Never Let Me Go

7月のブッククラブのお題はカズオ・イシグロの『Never Let Me Go』だった(邦題は『わたしを離さないで』)。みんな我先に喋りだし、私などほとんど口を挟めないぐらいだった。何をそんなに語り合いたかったのか。

  • ディストピア小説と呼ぶべきか?

これをディストピア小説と呼ぶべきか、ブッククラブの人々はまずはそこが気になった。普通のディストピア小説は時代設定が未来なのに、この小説は過去の時代設定というのもその理由の1つ(出版が2005年で、ストーリーは1970年代あたりの設定)。ディストピアだと中盤まで気付かずに読んでしまうというのもある。

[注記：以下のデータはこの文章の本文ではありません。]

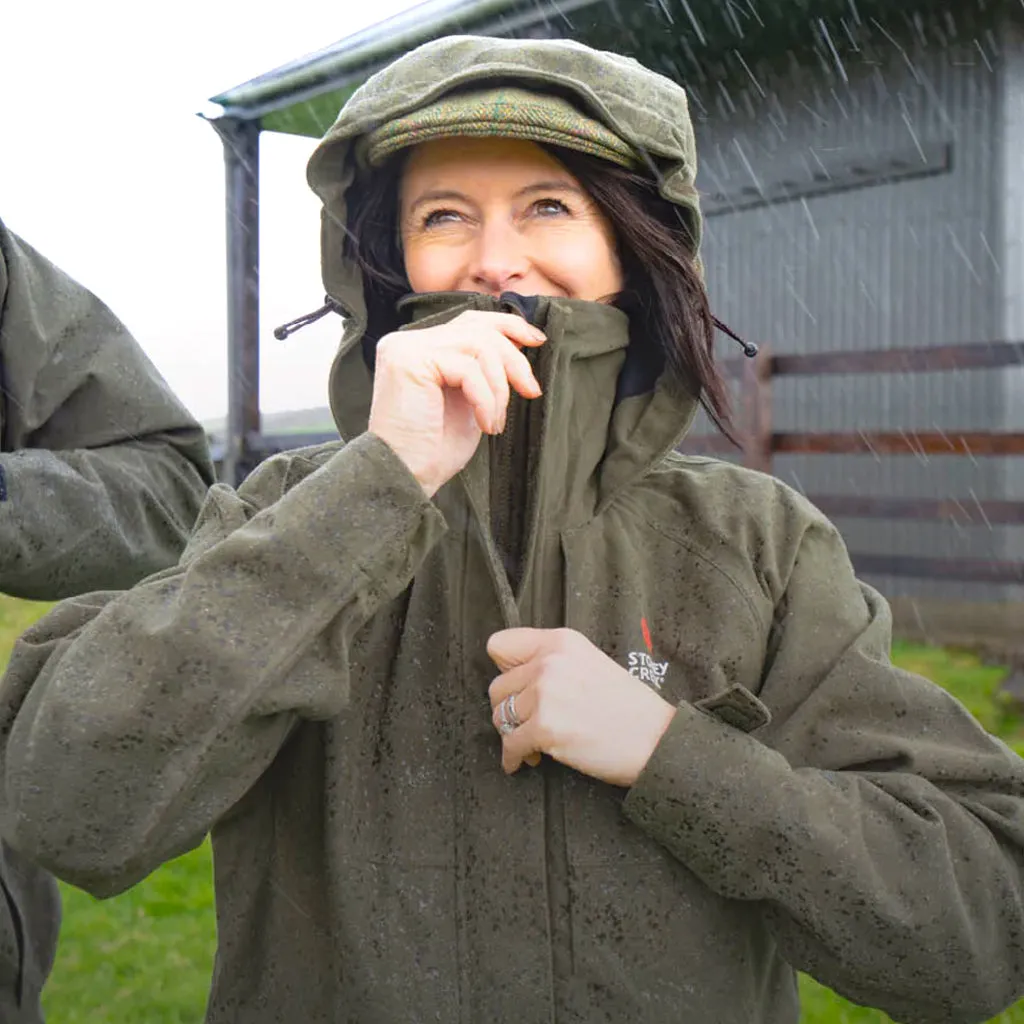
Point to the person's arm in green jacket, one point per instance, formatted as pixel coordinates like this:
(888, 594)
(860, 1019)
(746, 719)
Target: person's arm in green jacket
(877, 823)
(102, 470)
(131, 723)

  • ネタバレせずに内容をかいつまんで人に伝えられない

カズオ・イシグロはノーベル賞文学賞を受賞してあまりにも有名になったし、彼の代表作であるこの本のあらすじは知っている人も多い。あらすじもまったく知らない人にこれを勧めるとき、ネタバレせずに内容をかいつまんで伝えるのは至難の業! と盛り上がった。裏表紙にある有名新聞の書評家の中にも「イギリスの田舎のとある学校で暮らすティーンエージャーの三角関係の恋愛」と濁している人がいる。読んでいる最中に「これって人間クローンの話でしょ」と言われた瞬間に、「オー!ノー!」と叫んで青ざめた顔でページを戻ってしまうくらい騙された気分になり、かなりのネタバレになってしまう。

  • 彼らは牧草で育てられた牛みたいな贅沢品?

それでもなぜあの子たちはあのように、あの環境で育てられ、反抗もせず、言われるがままに自分の運命を受け入れているのか、なぜあんなに「人間的でつまらない」恋愛をしては揉めているのかわからなくなる。じゃあ「幸せにのびのびと自然に育った人間の臓器が特級品ってこと?」「ならば、ブラックマーケットの臓器売買は最高級品なの?」と悲しいだけでは済まされない、重い課題を与えられている気がしてくる。

  • クローンや臓器提供について考えされられるとみんなが勧めていた本

ジョディ・ピコーの『My Sister’s Keeper』(『わたしのなかのあなた』:両親が第1子に臓器提供するために第2子を作って育てる話)、アイラ・レヴィンの『Boys from Brazil』(『ブラジルから来た少年:ヒトラーのクローンを作る話』)

  • 1970年代にああいうクローン技術は可能だったのか

学研都市トロントなので、ブッククラブ参加者には女性サイエンティストも多い。彼女たちは技術的な話をしていたけれど、ちょっと専門的すぎてついていけなかった。むしろ私はこの小説のティーンエージャーの三角関係物語に感動していつも泣いてしまう。クローンなのに一生懸命人間らしく、人のことが好きになったり、夢を持っていたり(「会社で事務の仕事をする」とか)、嫉妬したりして生きている。でもサイエンティストの彼女たちには「じゃあなんで逃げないの?」となる。

  • なぜ子どもたちはヘルシャムから逃げなかったのか。

ヘルシャムからも逃げなかったし、卒業してから「介護人」になってからは自分の運命もわかっていて、車も自分で運転しているのだから逃げようと思えば逃げられた。なぜ逃げないのか? 「そういう運命の子たちだからしょうがない」としか私は思わなかったので、他の人が不思議がっていることにむしろ驚いた。よりよい暮らしを求めて移民してきた人が多い国では、運命は変えられると思ってしまうのだろうか、と一瞬思ったぐらいだ。でもそんなことは口が裂けてもみんなの前では言えない。やっぱりカズオ・イシグロは、「どうして自分はイギリスで暮らしているのか、どうして日本には帰らないのか」みたいなことを常に考えてきた人のように私には思える。